I love that Hurtigruten works only with local tour companies, so the guides clearly know their city. And in case you don’t want to opt for a tour, we get a handout with high points and a recommended walk. Some hardy hikers from the ship opted to climb up Aksla Mountain, 418 steps to the top, famous for the views from the top.

Hurtigruten's MS Trollfjord docked in Alesund
Hurtigruten’s MS Trollfjord docked in Alesund

Alesund also played a large role in World War II history with brave locals operating the “Shetland Bus,” taking many of those fleeing the Nazis to the Shetland Islands, from where they could go on to Scotland. The penalty for fleeing or helping those escape was death and there is a monument to those who left. More than 300 died and 75 were caught and killed. Some 500 returned as soldiers.

There is also a statue memorializing Joachim Renneberg, a native from Alesund, who was among those who successfully led the attack on the Nazi Heavy Water Factory of Vemork, one of the most important and successful allied sabotage missions during the water. The Nazis were producing heavy water that they hoped to use in their atomic bomb development, though that never came to fruition. Incredibly, all of the 10 commandos escaped, some skiing in subzero temperatures to Sweden. The story became a popular film starring Kirk Douglas, Richard Harris and other A-Listers, “Heros of Telemark,” made in 1965.

Back on board, we were again immersed in Norwegian culture as lunch included smoked seafood, the ancient method of food preservation (fishing for cod and then salting for export is a big business here). Some dishes were cooked in beer (our last stop on the walk was to Mono, a microbrewery). An afternoon talk was about the different fish from here — cod, salmon, halibut, shrimp, and King Crab as well as seaweed and kelp. Popular dishes include Bacalao, a tomato-based fish soup with cod, potatoes, and black olives; Rekesmorbrod, an open sandwich piled high with shrimp salad; and Fiske pudding, a kind of fishcakes made with white fish and served with a white sauce. I’m sure there will be opportunities to taste some of these on board.

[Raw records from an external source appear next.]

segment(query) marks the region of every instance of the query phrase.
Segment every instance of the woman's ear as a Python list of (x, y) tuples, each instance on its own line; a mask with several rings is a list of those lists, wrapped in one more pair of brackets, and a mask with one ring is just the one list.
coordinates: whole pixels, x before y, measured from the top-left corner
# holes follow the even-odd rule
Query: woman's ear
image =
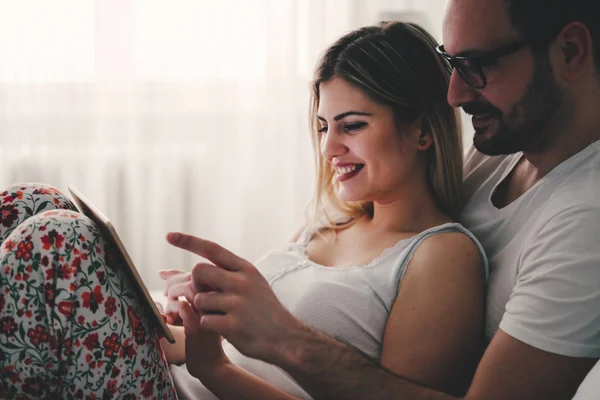
[(433, 146), (433, 135), (431, 134), (431, 128), (429, 127), (429, 123), (423, 118), (421, 118), (421, 133), (419, 134), (419, 141), (417, 143), (417, 149), (421, 151), (429, 150)]

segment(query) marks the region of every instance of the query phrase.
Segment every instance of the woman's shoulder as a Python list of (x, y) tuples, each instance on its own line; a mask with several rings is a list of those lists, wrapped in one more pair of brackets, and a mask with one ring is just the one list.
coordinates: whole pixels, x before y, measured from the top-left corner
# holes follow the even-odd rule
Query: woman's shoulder
[(432, 273), (444, 268), (447, 272), (469, 273), (475, 269), (487, 281), (488, 263), (481, 243), (459, 223), (447, 223), (421, 233), (411, 264)]

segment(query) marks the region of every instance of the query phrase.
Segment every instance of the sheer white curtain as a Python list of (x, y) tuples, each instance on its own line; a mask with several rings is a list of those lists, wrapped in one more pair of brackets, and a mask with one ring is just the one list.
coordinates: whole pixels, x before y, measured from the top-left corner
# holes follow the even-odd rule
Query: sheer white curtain
[(169, 230), (253, 259), (302, 223), (308, 81), (348, 1), (0, 5), (1, 186), (75, 184), (151, 287), (194, 262)]
[(0, 186), (75, 184), (152, 288), (170, 230), (254, 259), (303, 222), (319, 53), (402, 3), (0, 0)]

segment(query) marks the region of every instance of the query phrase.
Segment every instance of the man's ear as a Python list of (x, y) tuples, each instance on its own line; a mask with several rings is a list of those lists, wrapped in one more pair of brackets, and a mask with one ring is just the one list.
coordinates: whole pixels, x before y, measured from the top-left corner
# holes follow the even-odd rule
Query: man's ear
[(588, 69), (594, 68), (592, 38), (581, 22), (571, 22), (557, 36), (554, 66), (563, 79), (575, 81)]

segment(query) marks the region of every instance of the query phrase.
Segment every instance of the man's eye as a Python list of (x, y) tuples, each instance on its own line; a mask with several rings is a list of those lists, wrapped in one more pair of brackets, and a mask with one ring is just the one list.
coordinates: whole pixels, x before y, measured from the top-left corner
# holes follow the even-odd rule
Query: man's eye
[(358, 131), (364, 128), (367, 125), (366, 122), (353, 122), (350, 124), (344, 125), (344, 129), (350, 132)]
[(325, 133), (325, 132), (327, 132), (327, 127), (323, 126), (323, 127), (319, 128), (318, 132), (319, 133)]
[(494, 68), (496, 68), (499, 64), (499, 60), (498, 59), (493, 59), (493, 60), (480, 60), (477, 62), (477, 64), (479, 64), (480, 68), (486, 69), (486, 70), (492, 70)]

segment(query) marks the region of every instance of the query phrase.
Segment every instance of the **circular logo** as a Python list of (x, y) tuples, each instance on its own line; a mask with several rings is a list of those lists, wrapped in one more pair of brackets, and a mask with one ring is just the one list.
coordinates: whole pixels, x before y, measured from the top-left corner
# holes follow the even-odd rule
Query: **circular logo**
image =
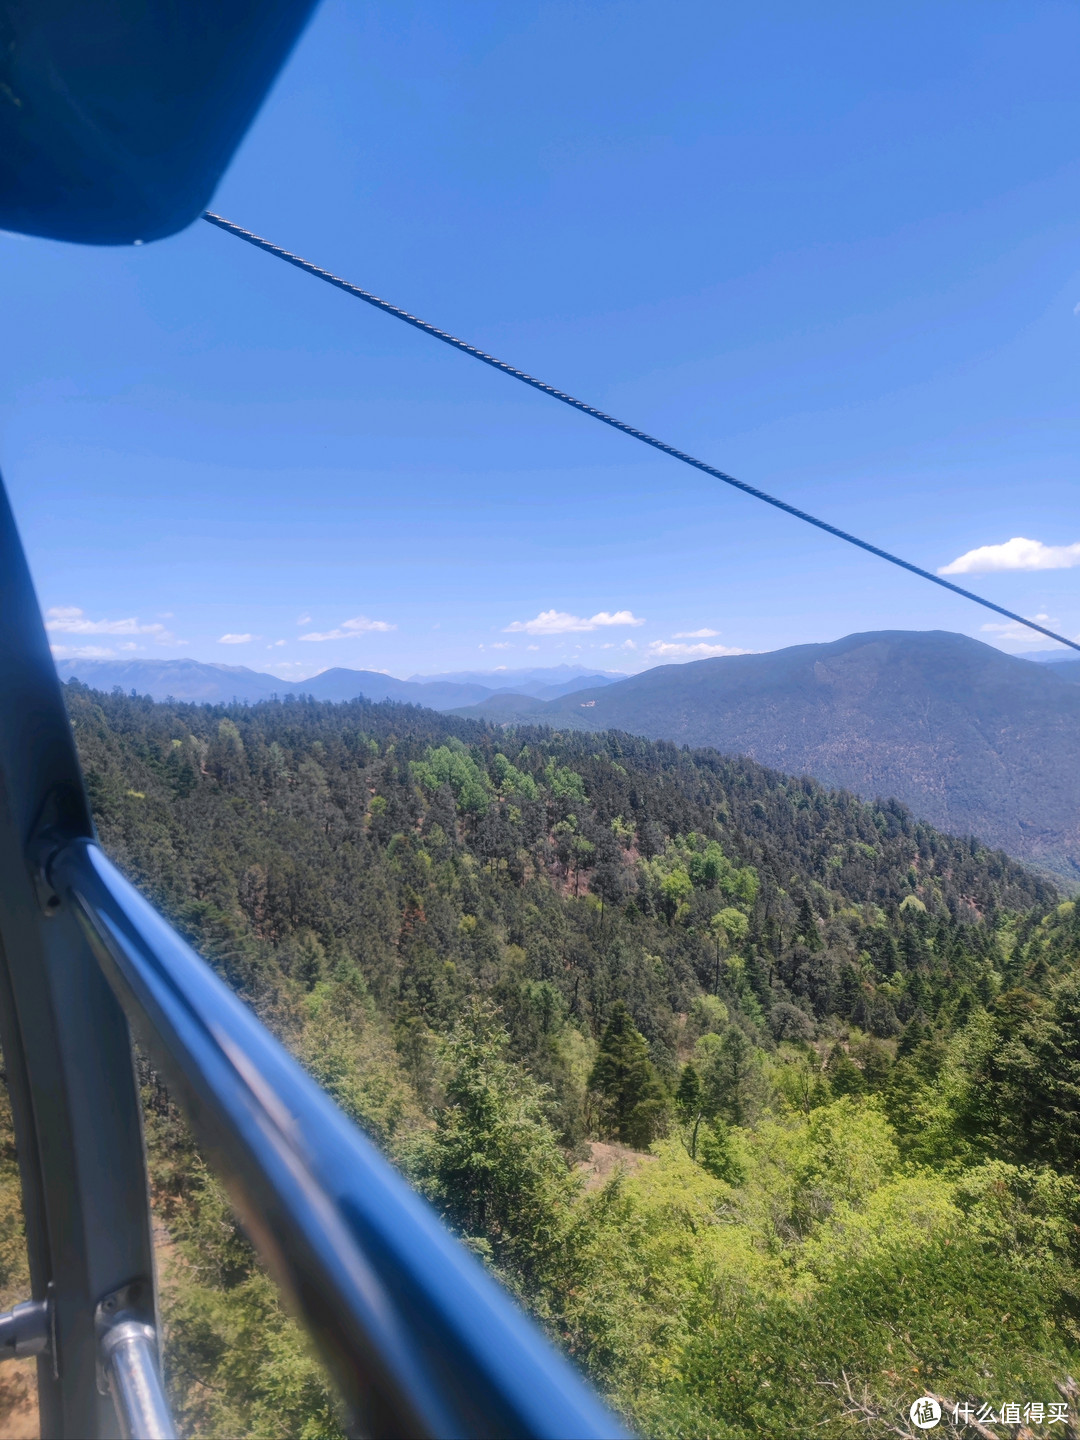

There has been a beer-brewing culture in Norway forever, even a giant Norse god of beer and brewing.

Beautiful mountains of middle Norway seen from Alesund
Beautiful mountains of middle Norway seen from Alesund

Trolls as well. “But the real ones weren’t cute like the ones in the souvenir shops,” our guide told us. “They were mean and would capture you and take you to their mountain caves, never to return.” Bedtime stories, he said, were designed to encourage children to behave…or else.

The modern versions are awfully cute, though.

Then at our next stop in Bronnoysund, there was the poor spurned troll. He was so angry that he fired an arrow at his would-be lover after she rejected him, thus the hole in the middle of Torghatten Mountain.  But as the legend goes, a Troll king blocked the arrow, the mountain his fossilized hat.

More Troll tales to come as we travel farther north.

Loading Christmas tree aboard MS Trollfjord in Bronnysund
Loading Christmas tree aboard MS Trollfjord in Bronnysund

In Bronnoysund, a town of 5,000 people that is exactly in the middle of Norway or as locals joke, “the middle of nowhere.”  The first order of business is loading a large locally cut Christmas Tree onto the ship. We visited an old fish and meat smoking facility, and were treated to an excellent organ concert in Bronnoy Church, the oldest building in town first built in the 12th Century. After several fires from lightning strikes, it has been mainly rebuilt in stone.

We passed the so-called “Love Bridge,” that once was the dividing point between the northern and southern parts of the city. Once upon a time, the bridge was the place two young men would square off to battle for a girl’s heart.

This archipelago, incidentally, boasts some 10,000 small islands where many people had homes. But due to the high cost of heating and maintaining, and transportation to and from the homes (by boat), today those homes are used mainly for holidays.